Besserer Schutz der Arbeitnehmerinnen und Arbeitnehmer vor Asbest
Politische Einigung im 4. Triolog
MB – 07/2023
Am 27. Juni haben der Rat und das Europäische Parlament eine vorläufige Einigung zum besseren Schutz von Arbeitnehmerinnen und Arbeitnehmern gegen die Gefährdung durch Asbest erreicht. Nunmehr müssen die Botschafterinnen und Botschafter der Mitgliedstaaten im Ausschuss der Ständigen Vertreter die Einigung billigen, bevor der Text der Richtlinie entsprechend angepasst und in der nächsten Ratstagung endgültig angenommen wird. Danach haben die Mitgliedstaaten zwei Jahre Zeit, die modifizierte Richtlinie umzusetzen mit Ausnahme der Pflicht zur Einführung der Elektronenmikroskopie; hierfür sollen den Mitgliedsaaten sechs Jahre eingeräumt werden.
Der Weg zur Einigung
Am 28. September 2022 hatte die Europäische Kommission den Vorschlag für eine Änderung der Richtlinie 2009/148/EG über den Schutz der Arbeitnehmer gegen Gefährdung durch Asbest bei der Arbeit vorgelegt. Am 27. April 2023 nahm der Ausschuss für Beschäftigung und Soziales seinen Bericht und einen Beschluss über die Aufnahme von interinstitutionellen Verhandlungen an und das Mandat wurde endgültig im Mai 2023 im Europäischen Parlament gebilligt. Der Rat hat sich bereits am 8. Dezember 2022 auf eine Position geeinigt, die weitestgehend mit den Vorstellungen der Europäischen Kommission übereinstimmten.
Nach vier Trilog-Runden konnte eine Einigung erzielt werden, wobei zunächst die
Positionen vom Europäischen Parlament und Rat unvereinbar schienen. Das war unter anderem darin
begründet, dass das Europäische Parlament den Arbeitsplatzgrenzwert ohne Übergangszeit von 0,1
Fasern pro cm³ (f/cm³) auf 0,01 f/cm³ herabsetzen wollte. Auch die Nachweismethodik wollte das Europäische Parlament wesentlich
schneller ändern als die Europäische Kommission und der Rat dies wollten. Nach den
Vorstellungen des Europäischen Parlaments sollte der Übergang in vier Jahren erfolgen; nach
Einführung der neuen Messtechnik sollte der Grenzwerte dann sogar auf 0,001 f/cm³ verringert werden. Neben diesen Hauptforderungen gab es noch weitere Wünsche der Europaabgeordneten, über die man sich jetzt einigen konnte.
Die Einigung
Der Höchstwert der
Exposition wird auf 0,01 f/ cm3 verringert. Dieser Wert soll zukünftig durch die Elektronenmikroskopie gemessen
und die bisherige Phasenkontrastmikroskopie ersetzt werden. Durch die neue
Messmethode können auch dünne Asbestfasern gemessen werden. Die Übergangszeit
für den Methodenwechsel beträgt höchstens sechs Jahre, nachdem der
ursprüngliche Vorschlag der Europäischen Kommission sieben Jahre vorsah. Nach der Einführung der
Elektronenmikroskopie sind zwei Optionen zulässig:
- Dünne Asbestfasern werden auch gemessen. In diesem Fall bleibt der Expositionshöchstwert bei 0,01 f/cm³.

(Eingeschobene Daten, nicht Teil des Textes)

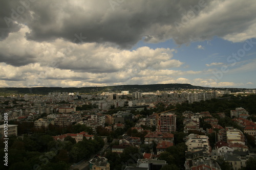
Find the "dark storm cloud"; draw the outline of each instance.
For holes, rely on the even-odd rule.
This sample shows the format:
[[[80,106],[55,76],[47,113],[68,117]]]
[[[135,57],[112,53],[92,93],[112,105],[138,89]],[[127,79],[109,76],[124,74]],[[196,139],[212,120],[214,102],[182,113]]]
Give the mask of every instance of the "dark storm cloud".
[[[17,23],[13,22],[12,16],[16,16],[13,14],[14,8],[16,7],[17,1],[0,1],[0,40],[8,36],[9,33],[17,32],[20,27]]]
[[[124,1],[113,8],[111,2],[38,0],[27,10],[30,13],[23,14],[22,21],[31,30],[27,34],[31,40],[63,38],[75,43],[111,42],[130,48],[152,26],[172,24],[180,17],[180,12],[198,3]],[[161,37],[161,34],[154,36]]]
[[[5,55],[2,54],[0,52],[0,62],[4,62],[14,66],[20,66],[35,62],[34,57],[29,54],[24,56],[17,55]]]
[[[126,48],[143,37],[151,43],[174,38],[180,44],[215,36],[239,41],[242,38],[232,38],[232,34],[251,34],[255,22],[253,0],[22,2],[31,1],[16,20],[29,28],[27,38],[37,41],[59,38],[76,43],[110,42]],[[0,21],[3,39],[19,29],[15,22],[7,27],[3,18],[11,17],[12,9],[17,11],[21,3],[12,0],[0,3],[5,7]]]

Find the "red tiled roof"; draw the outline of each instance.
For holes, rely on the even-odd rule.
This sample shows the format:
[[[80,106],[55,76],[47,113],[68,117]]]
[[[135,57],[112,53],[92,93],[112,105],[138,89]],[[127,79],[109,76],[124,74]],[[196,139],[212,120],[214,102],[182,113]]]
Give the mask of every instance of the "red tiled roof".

- Dünne Asbestfasern werden nicht
gemessen. In diesem Fall wird der Expositionshöchstwert auf 0,002 f/cm³ verringert.
Daneben wurden noch verbesserte
Vorbeuge- und Schutzmaßnahmen vereinbart. Dazu gehört die Genehmigungspflicht von
Abbruch – oder Asbestsanierungsarbeiten sowie die Ermittlung von
asbestverseuchten Materialen im Vorfeld von solchen Arbeiten. Dies betrifft
insbesondere Gebäude, die vor dem jeweiligen nationalen Asbestverbot gebaut
wurden. Auch der Schutz der Beschäftigten, die
Asbest aktiv oder passiv ausgesetzt sind, soll verbessert werden, indem
obligatorische Schulungen nach EU-weiten Mindeststandards durchgeführt werden.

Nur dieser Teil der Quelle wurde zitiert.